Formulating policies on TB prevention relies on epidemiological information generated through scientific studies. The policy must have a strong basis of formulation if any results are to come from this intervention. The people making the policy demand to know what are the expected outcomes of the funding that goes into resolving a specific public health issue. In fighting communicable diseases, various policies have been put in place at national, regional, and international levels. Governments depend on scientific evidence to roll out national policies in combating communicable diseases. In Bangladesh, for example, an epidemiological study involving the use of a spatial analysis framework identified the factors leading to low TB detection and treatment in the country. One of the findings in this study was that poverty was negatively correlated with the reporting and treatment of TB in Bangladesh (Rood et al., 2019, 5). This finding thus helps the government to customize policies that will increase the reporting of suspected TB cases among the poor communities. It is recommended, therefore, that the government funds nationwide epidemiological research that helps to understand the disease pattern before making policies to address communicable diseases. Moreover, the correlation between poverty and tuberculosis means that the government should address the prevalence of this disease by first findings ways to resolve socioeconomic disparities in the country.
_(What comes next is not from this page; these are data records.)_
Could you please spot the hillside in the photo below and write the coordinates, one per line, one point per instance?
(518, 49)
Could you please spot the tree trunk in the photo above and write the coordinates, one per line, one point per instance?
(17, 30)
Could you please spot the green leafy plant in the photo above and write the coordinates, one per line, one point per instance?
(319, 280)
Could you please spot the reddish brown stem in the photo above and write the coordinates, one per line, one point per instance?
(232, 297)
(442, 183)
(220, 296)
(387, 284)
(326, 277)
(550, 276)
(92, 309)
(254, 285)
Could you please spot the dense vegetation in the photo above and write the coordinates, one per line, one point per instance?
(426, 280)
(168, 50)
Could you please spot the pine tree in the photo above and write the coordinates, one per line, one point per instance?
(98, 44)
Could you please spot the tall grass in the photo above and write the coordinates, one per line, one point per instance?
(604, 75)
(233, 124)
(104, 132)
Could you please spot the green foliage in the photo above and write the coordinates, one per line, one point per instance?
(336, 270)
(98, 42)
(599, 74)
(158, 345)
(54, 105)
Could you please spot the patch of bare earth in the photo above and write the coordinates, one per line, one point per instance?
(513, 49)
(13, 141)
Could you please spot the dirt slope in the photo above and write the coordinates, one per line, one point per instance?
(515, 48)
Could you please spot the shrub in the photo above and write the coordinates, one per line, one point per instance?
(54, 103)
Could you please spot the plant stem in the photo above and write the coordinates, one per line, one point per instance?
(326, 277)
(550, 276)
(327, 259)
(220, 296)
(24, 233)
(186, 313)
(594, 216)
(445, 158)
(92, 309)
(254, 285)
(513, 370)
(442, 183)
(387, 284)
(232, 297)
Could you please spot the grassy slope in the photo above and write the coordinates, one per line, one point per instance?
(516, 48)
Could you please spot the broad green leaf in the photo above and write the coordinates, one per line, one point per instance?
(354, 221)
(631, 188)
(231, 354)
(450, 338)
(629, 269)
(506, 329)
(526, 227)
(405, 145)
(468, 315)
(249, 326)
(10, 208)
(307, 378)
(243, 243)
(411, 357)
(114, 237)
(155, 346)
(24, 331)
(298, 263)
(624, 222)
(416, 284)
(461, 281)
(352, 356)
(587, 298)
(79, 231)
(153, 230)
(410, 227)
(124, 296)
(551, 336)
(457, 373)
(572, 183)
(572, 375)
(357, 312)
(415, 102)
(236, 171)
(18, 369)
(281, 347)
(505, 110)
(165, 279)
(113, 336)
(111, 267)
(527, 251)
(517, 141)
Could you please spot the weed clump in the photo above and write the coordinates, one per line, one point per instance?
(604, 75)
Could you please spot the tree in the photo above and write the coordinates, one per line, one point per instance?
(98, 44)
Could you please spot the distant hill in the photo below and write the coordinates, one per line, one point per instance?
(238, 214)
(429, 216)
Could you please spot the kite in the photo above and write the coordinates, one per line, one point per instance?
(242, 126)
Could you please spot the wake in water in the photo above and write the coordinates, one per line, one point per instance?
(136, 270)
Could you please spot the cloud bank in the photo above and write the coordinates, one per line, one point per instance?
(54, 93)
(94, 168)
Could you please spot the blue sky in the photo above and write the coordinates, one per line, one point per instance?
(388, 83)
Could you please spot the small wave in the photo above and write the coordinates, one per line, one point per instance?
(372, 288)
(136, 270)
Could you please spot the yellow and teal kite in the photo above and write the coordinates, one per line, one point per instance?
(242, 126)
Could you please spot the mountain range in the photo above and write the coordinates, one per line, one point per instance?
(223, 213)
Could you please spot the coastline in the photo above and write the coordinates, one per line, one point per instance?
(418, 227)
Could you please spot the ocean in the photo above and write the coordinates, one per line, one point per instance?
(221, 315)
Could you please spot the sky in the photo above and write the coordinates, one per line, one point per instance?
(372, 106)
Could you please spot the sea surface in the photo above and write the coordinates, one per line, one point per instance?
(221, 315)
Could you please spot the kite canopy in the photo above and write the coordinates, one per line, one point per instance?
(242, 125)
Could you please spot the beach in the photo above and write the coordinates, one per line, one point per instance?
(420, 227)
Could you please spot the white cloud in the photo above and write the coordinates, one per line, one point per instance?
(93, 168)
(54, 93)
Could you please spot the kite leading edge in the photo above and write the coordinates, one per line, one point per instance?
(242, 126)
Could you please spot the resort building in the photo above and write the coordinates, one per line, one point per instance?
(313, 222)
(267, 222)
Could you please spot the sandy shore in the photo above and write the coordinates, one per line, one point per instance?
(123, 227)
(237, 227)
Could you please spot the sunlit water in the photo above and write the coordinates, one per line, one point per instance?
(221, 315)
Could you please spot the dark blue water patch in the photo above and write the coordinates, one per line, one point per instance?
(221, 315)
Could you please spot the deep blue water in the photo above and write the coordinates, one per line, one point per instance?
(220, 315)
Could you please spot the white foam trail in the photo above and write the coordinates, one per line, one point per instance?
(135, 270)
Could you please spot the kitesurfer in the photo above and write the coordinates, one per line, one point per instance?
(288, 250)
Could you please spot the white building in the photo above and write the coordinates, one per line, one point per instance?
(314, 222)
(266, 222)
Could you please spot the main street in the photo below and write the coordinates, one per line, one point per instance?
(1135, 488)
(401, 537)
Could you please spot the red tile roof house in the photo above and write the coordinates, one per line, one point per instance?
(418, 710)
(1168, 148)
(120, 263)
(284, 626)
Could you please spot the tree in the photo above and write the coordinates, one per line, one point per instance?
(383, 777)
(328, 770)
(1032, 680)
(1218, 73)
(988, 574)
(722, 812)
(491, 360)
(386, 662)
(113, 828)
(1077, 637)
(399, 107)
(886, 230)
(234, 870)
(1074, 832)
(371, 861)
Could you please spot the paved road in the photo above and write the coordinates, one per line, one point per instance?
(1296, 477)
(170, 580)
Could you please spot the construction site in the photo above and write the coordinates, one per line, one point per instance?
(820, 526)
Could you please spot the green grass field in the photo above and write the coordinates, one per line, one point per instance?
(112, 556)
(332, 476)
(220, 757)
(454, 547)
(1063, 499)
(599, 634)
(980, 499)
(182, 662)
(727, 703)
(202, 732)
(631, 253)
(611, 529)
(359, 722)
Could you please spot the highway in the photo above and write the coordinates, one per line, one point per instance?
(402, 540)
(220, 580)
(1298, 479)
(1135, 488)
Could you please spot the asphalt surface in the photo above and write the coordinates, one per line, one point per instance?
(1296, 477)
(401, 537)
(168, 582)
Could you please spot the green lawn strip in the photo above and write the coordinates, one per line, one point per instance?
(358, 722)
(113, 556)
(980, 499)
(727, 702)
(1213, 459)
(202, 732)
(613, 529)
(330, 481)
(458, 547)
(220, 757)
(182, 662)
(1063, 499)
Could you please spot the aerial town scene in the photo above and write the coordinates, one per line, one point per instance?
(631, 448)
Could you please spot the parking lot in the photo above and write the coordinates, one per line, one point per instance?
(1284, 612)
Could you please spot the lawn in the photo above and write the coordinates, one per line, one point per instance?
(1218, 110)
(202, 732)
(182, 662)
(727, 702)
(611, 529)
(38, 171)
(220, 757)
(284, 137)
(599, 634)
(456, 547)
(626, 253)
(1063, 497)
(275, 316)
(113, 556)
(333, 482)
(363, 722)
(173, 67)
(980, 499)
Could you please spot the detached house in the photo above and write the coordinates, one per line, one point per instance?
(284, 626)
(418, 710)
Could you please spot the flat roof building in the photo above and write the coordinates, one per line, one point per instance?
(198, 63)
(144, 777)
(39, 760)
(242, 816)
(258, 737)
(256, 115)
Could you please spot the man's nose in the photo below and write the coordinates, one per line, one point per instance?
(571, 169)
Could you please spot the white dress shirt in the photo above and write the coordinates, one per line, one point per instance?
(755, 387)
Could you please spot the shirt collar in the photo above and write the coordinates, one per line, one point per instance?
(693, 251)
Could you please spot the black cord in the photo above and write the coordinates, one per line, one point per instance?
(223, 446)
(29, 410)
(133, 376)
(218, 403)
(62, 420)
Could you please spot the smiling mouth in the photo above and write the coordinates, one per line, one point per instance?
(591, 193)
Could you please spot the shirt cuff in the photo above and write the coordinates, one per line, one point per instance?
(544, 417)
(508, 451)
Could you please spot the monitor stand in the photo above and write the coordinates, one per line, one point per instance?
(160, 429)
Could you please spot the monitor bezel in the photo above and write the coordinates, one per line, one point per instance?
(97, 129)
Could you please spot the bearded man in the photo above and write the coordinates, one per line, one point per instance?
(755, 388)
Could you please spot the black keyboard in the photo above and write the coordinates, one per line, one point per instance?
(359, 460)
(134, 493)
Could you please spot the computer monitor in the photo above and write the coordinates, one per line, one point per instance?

The global disease burden from communicable diseases remains high, calling for concerted efforts in combating ailments such as TB. To study communicable diseases, epidemiological concepts such as incidence, prevalence, and distribution are essential. These concepts offer an all-around comprehension of the disease, thus helping in improvising prevention and treatment measures. Fighting communicable diseases, as one of the agendas under UN SDG 3, requires conducting epidemiological research. This research informs the formulation of policies by the government and other concerned bodies. The research must fulfill one of the three purposes of epidemiological studies. It should ideally identify the causative agents, quantify the disease burden, or predict the risk of future transmission. The policies enacted by the government should be based on scientific evidence for them to yield the desired fruits.